Amaia Fano-El Correo
En España no existe un problema con el aborto que no se encuentra, ni de lejos, entre las primeras preocupaciones de la ciudadanía –ni siquiera de las mujeres– como sí lo están en cambio la vivienda, la salud, la seguridad, la inmigración o la tendencia alcista de la carga impositiva a la clase media. Sin embargo, el Gobierno considera necesario blindar este derecho en la Constitución, por la vía de urgencia, con una reforma que no implique disolver las Cortes.
La propuesta se presenta como un avance histórico, pero en realidad pretende reabrir un debate que la sociedad española dio por zanjado hace ya cuatro décadas, cuando el movimiento feminista plantó cara en las calles y la interrupción voluntaria del embarazo dejó de ser un delito mediante la aprobación de la Ley del Aborto, que regula su práctica en determinados supuestos –riesgo para la salud de la madre, embarazo por violación o malformación del feto– y su posterior reforma, con la Ley de Plazos, validada ya por el Tribunal Constitucional, que consiente que una mujer pueda abortar sin tener que dar explicaciones, dentro de las primeras semanas del embarazo.

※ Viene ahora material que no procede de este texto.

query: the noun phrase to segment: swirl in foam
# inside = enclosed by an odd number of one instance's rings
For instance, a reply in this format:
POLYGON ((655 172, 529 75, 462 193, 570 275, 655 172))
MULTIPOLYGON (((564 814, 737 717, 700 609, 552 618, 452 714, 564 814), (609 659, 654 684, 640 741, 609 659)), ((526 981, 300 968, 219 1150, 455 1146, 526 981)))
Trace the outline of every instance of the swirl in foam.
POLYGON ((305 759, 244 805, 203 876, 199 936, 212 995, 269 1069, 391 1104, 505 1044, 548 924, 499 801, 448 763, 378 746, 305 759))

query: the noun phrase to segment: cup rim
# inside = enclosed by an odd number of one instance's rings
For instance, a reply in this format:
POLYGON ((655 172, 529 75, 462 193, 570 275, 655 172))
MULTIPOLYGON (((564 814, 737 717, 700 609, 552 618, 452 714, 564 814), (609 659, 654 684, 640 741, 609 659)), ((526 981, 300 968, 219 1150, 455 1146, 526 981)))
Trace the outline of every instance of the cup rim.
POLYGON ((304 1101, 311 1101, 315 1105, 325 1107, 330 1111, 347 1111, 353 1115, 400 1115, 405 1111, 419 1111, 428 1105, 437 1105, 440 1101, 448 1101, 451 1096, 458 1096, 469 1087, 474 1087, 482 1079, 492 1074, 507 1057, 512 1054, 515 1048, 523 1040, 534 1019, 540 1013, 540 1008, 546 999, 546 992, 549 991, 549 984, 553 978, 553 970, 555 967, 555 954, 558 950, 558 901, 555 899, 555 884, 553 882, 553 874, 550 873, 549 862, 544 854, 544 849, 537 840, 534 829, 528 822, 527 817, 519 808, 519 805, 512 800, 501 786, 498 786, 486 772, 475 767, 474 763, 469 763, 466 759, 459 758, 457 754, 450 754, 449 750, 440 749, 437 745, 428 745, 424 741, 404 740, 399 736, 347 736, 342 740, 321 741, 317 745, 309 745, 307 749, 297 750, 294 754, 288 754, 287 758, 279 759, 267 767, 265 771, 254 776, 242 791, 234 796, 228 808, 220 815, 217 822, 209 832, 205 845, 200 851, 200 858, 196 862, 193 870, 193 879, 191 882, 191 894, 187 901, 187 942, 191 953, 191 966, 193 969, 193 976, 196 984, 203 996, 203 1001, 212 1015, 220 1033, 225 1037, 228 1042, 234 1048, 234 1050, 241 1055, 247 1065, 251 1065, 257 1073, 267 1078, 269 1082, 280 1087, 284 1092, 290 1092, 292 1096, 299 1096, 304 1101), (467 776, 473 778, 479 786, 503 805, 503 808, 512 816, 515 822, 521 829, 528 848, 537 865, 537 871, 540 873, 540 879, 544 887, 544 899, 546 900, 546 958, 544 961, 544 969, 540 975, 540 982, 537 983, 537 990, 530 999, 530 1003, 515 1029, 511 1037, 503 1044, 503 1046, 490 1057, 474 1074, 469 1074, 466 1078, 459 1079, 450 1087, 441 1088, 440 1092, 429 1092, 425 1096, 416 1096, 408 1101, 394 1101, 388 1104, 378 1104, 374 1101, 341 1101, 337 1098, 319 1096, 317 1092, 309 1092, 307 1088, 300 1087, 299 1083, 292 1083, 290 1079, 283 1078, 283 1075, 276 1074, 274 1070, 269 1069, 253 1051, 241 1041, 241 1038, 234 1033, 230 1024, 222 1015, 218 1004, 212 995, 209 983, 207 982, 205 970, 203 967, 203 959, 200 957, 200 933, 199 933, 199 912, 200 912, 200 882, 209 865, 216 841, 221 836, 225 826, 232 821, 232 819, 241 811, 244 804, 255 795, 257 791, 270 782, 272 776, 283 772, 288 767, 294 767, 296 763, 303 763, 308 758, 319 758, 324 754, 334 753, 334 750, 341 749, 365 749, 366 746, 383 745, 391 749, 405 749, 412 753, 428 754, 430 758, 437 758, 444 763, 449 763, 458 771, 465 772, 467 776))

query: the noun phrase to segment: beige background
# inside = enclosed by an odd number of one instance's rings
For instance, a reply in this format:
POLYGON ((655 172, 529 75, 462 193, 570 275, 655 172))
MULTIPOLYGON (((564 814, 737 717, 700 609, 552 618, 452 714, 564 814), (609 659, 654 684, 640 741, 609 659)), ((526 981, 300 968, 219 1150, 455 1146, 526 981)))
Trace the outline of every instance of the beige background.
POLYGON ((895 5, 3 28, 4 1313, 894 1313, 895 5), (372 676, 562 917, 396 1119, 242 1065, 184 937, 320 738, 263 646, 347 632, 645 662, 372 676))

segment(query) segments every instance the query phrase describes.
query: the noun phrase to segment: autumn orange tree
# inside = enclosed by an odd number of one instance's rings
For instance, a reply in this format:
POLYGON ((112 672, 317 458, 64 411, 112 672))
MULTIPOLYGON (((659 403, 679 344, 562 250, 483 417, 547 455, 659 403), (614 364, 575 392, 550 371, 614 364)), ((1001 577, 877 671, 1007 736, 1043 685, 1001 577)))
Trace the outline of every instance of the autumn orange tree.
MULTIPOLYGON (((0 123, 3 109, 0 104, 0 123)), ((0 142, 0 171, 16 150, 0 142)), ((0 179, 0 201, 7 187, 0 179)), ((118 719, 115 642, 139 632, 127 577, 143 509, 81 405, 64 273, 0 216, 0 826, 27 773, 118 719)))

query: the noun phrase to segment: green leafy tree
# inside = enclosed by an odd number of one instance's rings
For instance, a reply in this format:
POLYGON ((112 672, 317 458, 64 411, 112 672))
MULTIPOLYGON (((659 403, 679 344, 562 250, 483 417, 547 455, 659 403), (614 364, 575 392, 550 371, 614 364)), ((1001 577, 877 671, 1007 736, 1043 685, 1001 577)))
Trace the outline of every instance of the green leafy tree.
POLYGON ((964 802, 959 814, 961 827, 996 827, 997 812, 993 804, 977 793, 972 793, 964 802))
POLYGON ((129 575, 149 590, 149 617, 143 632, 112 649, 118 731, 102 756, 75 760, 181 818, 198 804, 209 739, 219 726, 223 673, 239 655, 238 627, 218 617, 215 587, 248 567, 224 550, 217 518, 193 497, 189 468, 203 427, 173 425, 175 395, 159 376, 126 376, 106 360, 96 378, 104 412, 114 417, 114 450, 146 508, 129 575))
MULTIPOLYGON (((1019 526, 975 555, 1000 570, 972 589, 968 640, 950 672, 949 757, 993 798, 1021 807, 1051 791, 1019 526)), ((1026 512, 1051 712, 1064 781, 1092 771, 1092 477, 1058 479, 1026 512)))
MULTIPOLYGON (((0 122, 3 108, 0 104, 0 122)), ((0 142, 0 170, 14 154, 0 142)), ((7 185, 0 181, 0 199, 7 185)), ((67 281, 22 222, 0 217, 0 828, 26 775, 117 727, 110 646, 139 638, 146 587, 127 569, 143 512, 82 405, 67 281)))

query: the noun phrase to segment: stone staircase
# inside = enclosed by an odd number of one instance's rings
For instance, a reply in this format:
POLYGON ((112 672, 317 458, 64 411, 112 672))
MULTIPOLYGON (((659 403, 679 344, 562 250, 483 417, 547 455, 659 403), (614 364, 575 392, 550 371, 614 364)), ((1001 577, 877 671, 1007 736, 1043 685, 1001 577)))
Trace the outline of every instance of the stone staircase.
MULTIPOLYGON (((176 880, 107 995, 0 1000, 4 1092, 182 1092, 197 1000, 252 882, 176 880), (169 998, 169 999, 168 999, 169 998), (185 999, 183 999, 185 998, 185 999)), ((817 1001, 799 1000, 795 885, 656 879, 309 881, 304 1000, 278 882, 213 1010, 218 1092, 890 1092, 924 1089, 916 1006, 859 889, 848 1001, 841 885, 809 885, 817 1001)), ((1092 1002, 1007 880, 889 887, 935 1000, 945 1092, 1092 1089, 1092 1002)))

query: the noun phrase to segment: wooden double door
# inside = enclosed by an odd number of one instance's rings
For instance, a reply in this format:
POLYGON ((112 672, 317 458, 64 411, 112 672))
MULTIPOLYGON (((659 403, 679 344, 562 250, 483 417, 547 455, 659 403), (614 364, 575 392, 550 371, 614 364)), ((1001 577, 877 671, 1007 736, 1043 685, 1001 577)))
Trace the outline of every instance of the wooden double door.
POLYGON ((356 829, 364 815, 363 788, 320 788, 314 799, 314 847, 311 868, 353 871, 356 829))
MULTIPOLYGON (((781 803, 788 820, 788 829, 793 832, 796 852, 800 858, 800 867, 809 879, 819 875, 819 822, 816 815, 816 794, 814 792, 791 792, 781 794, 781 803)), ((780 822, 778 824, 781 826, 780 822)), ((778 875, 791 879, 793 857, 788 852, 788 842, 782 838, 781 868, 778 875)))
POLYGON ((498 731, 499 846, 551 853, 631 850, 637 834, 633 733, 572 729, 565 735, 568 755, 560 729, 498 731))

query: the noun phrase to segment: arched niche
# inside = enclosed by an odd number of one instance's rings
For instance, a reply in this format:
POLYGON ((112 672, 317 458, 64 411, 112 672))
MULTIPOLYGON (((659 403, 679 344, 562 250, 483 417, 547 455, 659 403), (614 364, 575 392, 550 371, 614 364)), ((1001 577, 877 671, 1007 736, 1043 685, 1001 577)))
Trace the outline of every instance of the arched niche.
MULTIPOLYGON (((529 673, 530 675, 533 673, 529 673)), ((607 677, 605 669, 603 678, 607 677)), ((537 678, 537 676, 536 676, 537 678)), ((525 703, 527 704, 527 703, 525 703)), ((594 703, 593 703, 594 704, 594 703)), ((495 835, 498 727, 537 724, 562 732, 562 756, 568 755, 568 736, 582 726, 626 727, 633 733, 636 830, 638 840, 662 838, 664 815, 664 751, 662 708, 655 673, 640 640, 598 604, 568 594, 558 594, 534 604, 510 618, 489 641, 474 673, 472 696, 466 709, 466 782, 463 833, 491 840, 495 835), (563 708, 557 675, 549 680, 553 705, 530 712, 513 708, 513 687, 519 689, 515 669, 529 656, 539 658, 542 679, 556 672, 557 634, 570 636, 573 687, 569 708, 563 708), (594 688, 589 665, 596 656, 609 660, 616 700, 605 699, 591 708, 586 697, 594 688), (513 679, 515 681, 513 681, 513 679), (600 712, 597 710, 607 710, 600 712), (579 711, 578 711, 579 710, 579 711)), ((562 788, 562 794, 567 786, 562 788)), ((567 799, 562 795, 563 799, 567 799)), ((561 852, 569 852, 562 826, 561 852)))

España logró alcanzar a mediados de los ochenta un consenso social amplio, estable y transversal sobre esta cuestión moralmente controvertida, que más del 80% de los ciudadanos –insisto– considera ya superada. Y nadie en su sano juicio (salvo Vox) propone hoy volver atrás. Incluso en el ámbito conservador, más allá de matices de índole religioso, la mayoría de las formaciones políticas asumen que las mujeres puedan decidir libremente si ser madres o no, dentro de un marco legal garantista, y tanto el TC como la jurisprudencia europea refuerzan esa autonomía.
No hay, por tanto, disputa social ni jurídica. Reabrir ahora este debate no responde a una urgencia real, sino a una estrategia política. Lo que el Gobierno persigue es colocar al PP en un terreno incómodo, obligándolo a volver a pronunciarse sobre un tema sensible que podría desincentivar a algunos de sus potenciales votantes arrojándolos en brazos de la ultraderecha y movilizar de paso al electorado de izquierda, que encontraría en el aborto una nueva/vieja bandera de las que incendian las calles, en la que envolverse tras la desactivación de la causa pro Palestina.
Sánchez recurre así, por enésima vez, a la estrategia pirómana de resucitar viejas polémicas para polarizar a la sociedad y marcar perfil ideológico. Pero la Constitución necesita reformas serias, fruto de amplios consensos, no fuegos de artificio legislativos.
El aborto ya está blindado en la conciencia colectiva. Traerlo de nuevo a la conversación pública y convertir lo que es ya un derecho amparado por la ley, en un tema de discusión con fines propagandísticos es una frivolidad institucional que vuelve a poner en cuestión una prerrogativa que a las mujeres nos costó mucho conquistar. La libertad sexual no se garantiza con soflamas políticas y reformas simbólicas, sino con más y mejores recursos en la atención sanitaria y políticas públicas que acompañen a las mujeres en sus decisiones, sin juzgarlas.